Deeply seeking intelligence

Scrolling through my phone, I nearly choked on my kueh kapit when I stumbled upon the latest tech drama. DeepSeek’s R1 model had apparently crashed the AI party like an uncle showing up to your wedding with a portable karaoke machine.

Every tech era has its own buzzword bingo—E-commerce! Cloud computing! Blockchain! These magical incantations would appear in corporate PowerPoint slides, instantly transforming mundane business meetings into techno-religious revivals. Industry experts would pontificate, the press would fuel the hype, and everyone—including me—would get swept up in the excitement, convinced these innovations would save humanity from the dark ages.

Today, Artificial Intelligence is the flavor of the moment. And yes, I’m impressed—genuinely impressed. But let’s be real: AI isn’t so much artificial intelligence as it is augmented intelligence. It’s a tool, not a magic wand. I think of AI as a master chef with no sense of taste—phenomenal at recalling recipes, chopping, prepping, and cooking, but utterly incapable of knowing whether the food actually tastes good. For that, we still need humans—flaws and all.

DeepSeek’s R1 model is the unexpected plot twist in an unfolding tech thriller. Quietly built by a small Chinese hedge fund with what amounts to Silicon Valley sofa-cushion money, it’s shockingly good—so good that it’s rated on par with ChatGPT’s o1 model.

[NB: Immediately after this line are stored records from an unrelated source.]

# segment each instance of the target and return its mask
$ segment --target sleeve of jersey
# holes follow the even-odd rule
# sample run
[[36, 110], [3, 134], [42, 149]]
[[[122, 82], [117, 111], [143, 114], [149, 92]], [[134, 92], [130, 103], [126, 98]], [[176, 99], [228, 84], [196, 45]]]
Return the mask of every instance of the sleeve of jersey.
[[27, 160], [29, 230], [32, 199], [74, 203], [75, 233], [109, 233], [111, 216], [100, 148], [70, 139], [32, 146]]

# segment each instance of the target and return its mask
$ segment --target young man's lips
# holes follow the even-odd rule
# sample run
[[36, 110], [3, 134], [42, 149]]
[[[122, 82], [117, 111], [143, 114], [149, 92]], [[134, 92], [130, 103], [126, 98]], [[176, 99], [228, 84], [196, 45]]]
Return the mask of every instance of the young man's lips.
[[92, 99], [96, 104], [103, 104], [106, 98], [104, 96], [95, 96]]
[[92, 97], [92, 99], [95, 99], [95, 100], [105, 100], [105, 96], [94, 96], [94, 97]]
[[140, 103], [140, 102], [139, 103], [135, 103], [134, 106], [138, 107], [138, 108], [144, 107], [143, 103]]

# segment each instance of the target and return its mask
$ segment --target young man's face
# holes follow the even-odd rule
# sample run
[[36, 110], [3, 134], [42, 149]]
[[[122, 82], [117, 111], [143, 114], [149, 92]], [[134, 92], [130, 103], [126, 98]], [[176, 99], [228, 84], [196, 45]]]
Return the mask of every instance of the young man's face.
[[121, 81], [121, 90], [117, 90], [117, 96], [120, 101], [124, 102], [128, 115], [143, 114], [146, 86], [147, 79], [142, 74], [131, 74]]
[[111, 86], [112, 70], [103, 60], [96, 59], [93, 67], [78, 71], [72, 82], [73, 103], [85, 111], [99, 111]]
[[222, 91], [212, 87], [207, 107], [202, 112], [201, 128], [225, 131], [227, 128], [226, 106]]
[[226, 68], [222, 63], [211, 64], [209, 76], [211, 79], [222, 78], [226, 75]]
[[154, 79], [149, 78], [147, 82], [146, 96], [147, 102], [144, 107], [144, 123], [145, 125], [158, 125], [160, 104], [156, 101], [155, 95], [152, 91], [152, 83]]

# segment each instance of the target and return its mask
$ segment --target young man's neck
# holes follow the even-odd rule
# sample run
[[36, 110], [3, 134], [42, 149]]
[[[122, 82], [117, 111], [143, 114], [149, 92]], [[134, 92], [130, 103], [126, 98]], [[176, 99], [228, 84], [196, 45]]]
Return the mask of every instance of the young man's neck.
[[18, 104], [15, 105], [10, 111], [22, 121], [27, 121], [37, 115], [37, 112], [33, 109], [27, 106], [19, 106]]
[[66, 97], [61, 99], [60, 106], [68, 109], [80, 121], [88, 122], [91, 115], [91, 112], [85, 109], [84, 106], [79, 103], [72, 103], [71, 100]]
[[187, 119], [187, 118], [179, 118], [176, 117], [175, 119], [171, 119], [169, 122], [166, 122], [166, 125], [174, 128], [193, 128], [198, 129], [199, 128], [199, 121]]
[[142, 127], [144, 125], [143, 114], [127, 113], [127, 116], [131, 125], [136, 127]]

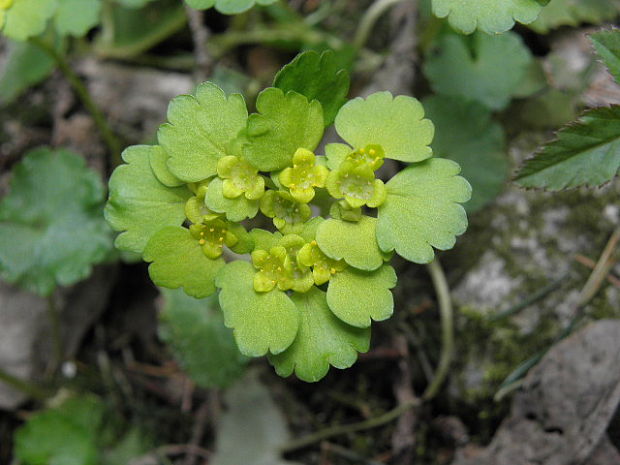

It’s free to use, computationally inexpensive to train and operate, and—unlike most models—it actually reveals its thought process before delivering an answer. That alone makes its responses more coherent than modern-day American politics and foreign policy.

But here’s the real kicker—it’s open-source which means anyone can freely use and modify it for their own purpose! It is like Marvel freely allowing you to create a commercial movie using their Spider-Man character to bust a keropok lekor smuggling ring in your makcik’s kampung. That’s the level of disruption we’re talking about.

Tech is never boring. Just when you think you’ve got it all figured out, something reshuffles the entire deck. To the endless cycle of innovation—keep surprising me. Just maybe wait until I’ve finished my kueh kapit. Excitement and brittle Nyonya crumbs in your windpipe? Not a good mix.